CVE-2025-54660 is an information disclosure vulnerability found in Fortinet's FortiClientWindows software versions 7.0.0, 7.2.0 through 7.2.10, and 7.4.0 through 7.4.3. The root cause is the presence of active debug code within the application that can be leveraged by a local attacker to perform step-by-step execution (debugging) of the FortiClientWindows process. This debugging capability enables the attacker to access sensitive information stored in memory during runtime, specifically the saved VPN user passwords. The vulnerability requires the attacker to have local access with low privileges (PR:L) but does not require user interaction (UI:N). The CVSS 3.1 base score is 4.9, reflecting a medium severity rating primarily due to the requirement for local privileges and the limited scope of impact. The vulnerability affects confidentiality (C:H) but does not impact integrity or availability. The exploitability is partially mitigated by the need for local access and privileges, but the presence of debug code in production software is a significant security oversight. No patches or exploit code are currently publicly available, and no known exploits in the wild have been reported. This vulnerability poses a risk of credential theft, which could lead to unauthorized VPN access and potential lateral movement within affected networks.

For European organizations, this vulnerability could lead to unauthorized disclosure of VPN credentials if an attacker gains local access to endpoints running vulnerable FortiClientWindows versions. This exposure threatens the confidentiality of VPN credentials, potentially allowing attackers to bypass network perimeter defenses and gain remote access to corporate networks. Such unauthorized access could facilitate further attacks, including data exfiltration, espionage, or disruption of services. Organizations with remote workforces or those relying heavily on Fortinet VPN solutions are particularly at risk. The impact is heightened in sectors with stringent data protection requirements, such as finance, healthcare, and government, where VPN credentials often provide access to sensitive or regulated data. Although exploitation requires local access, insider threats or attackers who have compromised endpoint devices could leverage this vulnerability to escalate their access. The lack of known exploits in the wild reduces immediate risk but does not eliminate the threat, especially as threat actors may develop exploits once the vulnerability becomes widely known.

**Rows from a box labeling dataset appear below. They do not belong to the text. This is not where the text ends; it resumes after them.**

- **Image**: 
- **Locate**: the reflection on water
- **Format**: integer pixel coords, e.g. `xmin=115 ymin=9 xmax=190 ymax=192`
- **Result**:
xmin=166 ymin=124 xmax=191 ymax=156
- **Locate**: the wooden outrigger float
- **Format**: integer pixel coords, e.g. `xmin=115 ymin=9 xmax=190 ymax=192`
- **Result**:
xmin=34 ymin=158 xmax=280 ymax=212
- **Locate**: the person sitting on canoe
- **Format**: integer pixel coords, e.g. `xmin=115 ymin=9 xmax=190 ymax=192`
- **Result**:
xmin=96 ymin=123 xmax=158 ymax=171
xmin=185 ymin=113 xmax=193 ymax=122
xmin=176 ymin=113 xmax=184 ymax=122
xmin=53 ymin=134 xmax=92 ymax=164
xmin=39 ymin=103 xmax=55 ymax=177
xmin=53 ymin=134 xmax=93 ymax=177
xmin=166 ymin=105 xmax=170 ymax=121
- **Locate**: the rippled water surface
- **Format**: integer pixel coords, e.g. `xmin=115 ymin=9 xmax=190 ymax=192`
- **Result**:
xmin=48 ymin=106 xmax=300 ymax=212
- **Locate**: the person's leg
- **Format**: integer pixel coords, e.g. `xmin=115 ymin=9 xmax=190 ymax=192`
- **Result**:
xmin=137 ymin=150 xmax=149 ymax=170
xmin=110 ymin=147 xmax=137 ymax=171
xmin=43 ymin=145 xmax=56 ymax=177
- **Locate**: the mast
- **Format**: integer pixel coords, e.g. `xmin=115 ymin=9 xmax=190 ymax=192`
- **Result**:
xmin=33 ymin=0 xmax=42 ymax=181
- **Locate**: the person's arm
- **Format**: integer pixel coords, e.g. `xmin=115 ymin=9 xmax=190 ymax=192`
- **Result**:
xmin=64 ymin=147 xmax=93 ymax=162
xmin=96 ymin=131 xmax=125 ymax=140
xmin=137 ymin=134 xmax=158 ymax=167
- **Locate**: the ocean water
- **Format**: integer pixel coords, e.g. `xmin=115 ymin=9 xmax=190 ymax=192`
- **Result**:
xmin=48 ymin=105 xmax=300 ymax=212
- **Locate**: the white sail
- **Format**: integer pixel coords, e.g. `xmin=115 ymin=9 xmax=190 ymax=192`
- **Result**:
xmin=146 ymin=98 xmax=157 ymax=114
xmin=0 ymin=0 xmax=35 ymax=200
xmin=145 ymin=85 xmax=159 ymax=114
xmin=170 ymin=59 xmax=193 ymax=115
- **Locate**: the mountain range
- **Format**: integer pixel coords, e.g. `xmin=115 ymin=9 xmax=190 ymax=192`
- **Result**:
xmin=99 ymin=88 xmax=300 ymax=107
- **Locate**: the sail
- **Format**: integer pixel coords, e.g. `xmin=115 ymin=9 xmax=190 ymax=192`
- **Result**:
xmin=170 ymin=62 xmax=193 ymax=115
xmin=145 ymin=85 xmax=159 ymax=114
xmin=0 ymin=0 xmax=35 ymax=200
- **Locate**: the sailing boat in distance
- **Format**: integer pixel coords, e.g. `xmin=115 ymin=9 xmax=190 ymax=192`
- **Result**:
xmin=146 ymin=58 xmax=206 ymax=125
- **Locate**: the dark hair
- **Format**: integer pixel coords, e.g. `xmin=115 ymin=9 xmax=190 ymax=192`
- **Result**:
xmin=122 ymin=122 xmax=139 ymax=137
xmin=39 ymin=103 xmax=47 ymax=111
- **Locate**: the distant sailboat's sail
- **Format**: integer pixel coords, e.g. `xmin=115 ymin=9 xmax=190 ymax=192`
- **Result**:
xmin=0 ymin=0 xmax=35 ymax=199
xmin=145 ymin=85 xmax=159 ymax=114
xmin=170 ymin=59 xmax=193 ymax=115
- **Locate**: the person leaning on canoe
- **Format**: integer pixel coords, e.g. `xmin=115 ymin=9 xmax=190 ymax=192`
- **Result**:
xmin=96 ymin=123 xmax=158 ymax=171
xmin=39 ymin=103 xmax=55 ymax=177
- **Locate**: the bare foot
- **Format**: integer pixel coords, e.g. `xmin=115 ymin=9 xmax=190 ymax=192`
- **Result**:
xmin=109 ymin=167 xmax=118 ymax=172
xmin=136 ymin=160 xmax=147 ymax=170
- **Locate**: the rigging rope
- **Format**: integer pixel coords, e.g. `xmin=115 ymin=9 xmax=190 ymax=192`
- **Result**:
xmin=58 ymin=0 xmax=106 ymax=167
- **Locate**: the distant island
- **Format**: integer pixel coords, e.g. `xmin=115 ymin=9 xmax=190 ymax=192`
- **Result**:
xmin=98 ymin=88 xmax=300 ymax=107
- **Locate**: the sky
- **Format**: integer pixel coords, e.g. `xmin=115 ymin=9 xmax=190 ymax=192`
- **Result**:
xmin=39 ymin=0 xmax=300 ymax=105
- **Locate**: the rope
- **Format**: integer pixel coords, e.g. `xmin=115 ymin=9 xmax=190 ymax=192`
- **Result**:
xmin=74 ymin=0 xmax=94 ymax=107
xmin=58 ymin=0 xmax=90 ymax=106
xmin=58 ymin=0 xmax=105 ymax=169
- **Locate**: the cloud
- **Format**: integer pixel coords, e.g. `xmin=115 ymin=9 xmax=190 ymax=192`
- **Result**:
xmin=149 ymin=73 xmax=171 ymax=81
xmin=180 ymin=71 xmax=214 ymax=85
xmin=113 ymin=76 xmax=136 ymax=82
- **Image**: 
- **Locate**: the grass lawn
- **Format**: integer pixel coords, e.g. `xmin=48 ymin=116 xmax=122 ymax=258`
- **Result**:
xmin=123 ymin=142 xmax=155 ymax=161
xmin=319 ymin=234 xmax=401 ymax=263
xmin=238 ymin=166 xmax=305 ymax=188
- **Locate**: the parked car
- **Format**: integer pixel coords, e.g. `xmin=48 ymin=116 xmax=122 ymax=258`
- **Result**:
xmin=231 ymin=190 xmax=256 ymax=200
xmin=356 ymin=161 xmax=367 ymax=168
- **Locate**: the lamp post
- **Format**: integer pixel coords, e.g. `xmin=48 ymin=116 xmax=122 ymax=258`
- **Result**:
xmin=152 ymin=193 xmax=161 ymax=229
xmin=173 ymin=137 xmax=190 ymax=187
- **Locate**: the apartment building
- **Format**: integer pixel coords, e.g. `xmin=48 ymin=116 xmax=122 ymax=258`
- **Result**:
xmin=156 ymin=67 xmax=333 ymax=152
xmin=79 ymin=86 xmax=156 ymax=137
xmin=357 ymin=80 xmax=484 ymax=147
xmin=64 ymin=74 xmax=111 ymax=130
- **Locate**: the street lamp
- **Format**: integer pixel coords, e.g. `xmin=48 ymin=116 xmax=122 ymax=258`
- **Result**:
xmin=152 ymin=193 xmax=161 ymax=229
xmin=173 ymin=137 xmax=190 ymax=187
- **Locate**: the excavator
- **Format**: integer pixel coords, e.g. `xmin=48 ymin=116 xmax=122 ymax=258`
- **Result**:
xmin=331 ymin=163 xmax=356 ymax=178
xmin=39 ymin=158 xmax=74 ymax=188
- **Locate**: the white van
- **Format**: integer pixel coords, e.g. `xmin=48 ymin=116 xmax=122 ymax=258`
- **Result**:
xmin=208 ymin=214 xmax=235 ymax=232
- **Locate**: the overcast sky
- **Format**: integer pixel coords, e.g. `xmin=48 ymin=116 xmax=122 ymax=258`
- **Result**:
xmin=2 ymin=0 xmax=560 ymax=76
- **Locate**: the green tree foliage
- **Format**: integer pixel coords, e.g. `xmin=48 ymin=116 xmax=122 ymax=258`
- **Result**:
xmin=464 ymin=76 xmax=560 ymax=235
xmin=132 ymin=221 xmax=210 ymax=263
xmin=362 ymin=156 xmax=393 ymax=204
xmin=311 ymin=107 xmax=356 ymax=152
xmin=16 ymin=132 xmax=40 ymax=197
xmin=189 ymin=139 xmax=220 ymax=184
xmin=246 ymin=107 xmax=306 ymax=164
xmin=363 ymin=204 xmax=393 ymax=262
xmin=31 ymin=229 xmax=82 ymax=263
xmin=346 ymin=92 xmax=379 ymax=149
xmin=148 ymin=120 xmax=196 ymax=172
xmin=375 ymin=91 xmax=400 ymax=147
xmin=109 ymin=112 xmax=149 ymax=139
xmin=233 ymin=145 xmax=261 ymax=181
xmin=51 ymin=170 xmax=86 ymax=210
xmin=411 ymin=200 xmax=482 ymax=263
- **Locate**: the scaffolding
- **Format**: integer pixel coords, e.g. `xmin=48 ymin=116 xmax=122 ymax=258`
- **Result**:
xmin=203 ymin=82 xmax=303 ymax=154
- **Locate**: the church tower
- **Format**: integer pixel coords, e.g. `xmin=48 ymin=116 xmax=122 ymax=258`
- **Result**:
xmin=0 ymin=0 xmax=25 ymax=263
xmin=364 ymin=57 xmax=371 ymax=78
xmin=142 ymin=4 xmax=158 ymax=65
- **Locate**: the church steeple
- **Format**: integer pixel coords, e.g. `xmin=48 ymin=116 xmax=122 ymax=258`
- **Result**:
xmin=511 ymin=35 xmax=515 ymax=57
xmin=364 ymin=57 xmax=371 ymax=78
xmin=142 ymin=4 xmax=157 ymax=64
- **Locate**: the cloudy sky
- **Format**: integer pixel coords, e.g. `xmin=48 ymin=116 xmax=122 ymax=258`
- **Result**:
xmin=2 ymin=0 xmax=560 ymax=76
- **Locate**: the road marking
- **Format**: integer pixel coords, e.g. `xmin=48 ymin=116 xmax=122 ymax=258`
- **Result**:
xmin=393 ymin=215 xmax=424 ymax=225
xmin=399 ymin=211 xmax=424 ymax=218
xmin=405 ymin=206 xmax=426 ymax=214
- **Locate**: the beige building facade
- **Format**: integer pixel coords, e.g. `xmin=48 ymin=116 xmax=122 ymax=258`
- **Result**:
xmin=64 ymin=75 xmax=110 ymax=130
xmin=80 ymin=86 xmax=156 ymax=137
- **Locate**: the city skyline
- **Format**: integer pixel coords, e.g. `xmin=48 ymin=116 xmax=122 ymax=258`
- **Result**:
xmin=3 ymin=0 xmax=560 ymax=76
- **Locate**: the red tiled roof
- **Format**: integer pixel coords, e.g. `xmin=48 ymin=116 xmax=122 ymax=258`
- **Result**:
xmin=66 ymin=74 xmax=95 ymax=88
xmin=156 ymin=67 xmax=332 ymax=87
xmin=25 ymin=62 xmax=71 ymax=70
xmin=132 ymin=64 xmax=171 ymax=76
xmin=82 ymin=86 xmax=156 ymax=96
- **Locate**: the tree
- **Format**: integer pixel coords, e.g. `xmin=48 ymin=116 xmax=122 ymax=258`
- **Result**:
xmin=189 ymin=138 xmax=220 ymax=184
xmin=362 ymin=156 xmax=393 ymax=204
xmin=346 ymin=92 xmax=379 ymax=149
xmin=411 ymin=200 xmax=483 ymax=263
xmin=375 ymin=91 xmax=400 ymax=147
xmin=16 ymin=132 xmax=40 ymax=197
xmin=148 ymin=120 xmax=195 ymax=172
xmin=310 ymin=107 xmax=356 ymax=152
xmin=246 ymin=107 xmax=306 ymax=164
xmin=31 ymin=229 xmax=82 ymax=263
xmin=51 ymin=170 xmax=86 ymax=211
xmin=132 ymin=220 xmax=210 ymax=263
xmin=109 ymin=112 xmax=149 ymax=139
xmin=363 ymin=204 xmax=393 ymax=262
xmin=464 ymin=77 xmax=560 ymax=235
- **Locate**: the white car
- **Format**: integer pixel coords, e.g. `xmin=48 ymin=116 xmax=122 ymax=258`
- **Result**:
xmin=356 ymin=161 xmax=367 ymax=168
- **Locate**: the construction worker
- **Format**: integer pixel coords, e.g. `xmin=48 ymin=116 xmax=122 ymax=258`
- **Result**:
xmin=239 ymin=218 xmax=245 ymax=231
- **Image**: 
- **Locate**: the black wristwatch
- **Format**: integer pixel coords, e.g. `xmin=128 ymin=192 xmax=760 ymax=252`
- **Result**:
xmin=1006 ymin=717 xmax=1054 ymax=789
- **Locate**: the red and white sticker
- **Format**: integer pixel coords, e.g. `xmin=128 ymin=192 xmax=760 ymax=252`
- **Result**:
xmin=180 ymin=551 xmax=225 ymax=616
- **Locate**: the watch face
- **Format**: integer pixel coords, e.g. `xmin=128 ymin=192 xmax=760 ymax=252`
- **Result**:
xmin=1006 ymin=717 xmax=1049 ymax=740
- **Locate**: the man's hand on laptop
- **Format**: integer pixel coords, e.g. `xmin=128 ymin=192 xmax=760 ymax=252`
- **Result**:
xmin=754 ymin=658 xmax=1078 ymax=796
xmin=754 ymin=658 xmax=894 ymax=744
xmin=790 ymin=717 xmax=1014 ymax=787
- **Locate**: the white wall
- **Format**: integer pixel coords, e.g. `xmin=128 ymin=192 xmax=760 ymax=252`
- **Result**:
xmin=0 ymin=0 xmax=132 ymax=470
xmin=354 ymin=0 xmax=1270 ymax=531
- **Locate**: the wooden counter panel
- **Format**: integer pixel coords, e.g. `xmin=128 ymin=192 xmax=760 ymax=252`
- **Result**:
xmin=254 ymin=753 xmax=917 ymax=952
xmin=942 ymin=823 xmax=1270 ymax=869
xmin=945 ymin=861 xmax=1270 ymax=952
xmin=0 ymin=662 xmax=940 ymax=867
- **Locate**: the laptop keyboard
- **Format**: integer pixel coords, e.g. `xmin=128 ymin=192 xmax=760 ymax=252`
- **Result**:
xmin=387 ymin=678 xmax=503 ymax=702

European organizations should immediately audit their FortiClientWindows deployments to identify affected versions (7.0.0, 7.2.0-7.2.10, 7.4.0-7.4.3). Since no official patches are currently listed, organizations should contact Fortinet support for guidance and monitor for forthcoming updates. In the interim, restrict local access to endpoints running FortiClientWindows by enforcing strict endpoint security controls, including limiting user privileges, employing application whitelisting, and using endpoint detection and response (EDR) solutions to detect suspicious debugging or process manipulation activities. Disable or remove any debug features or developer tools on production systems if possible. Implement strong physical security controls to prevent unauthorized local access. Additionally, enforce multi-factor authentication (MFA) on VPN access to mitigate the risk of credential compromise. Regularly rotate VPN credentials and monitor VPN logs for anomalous access patterns. Educate users about the risks of local credential exposure and the importance of endpoint security hygiene.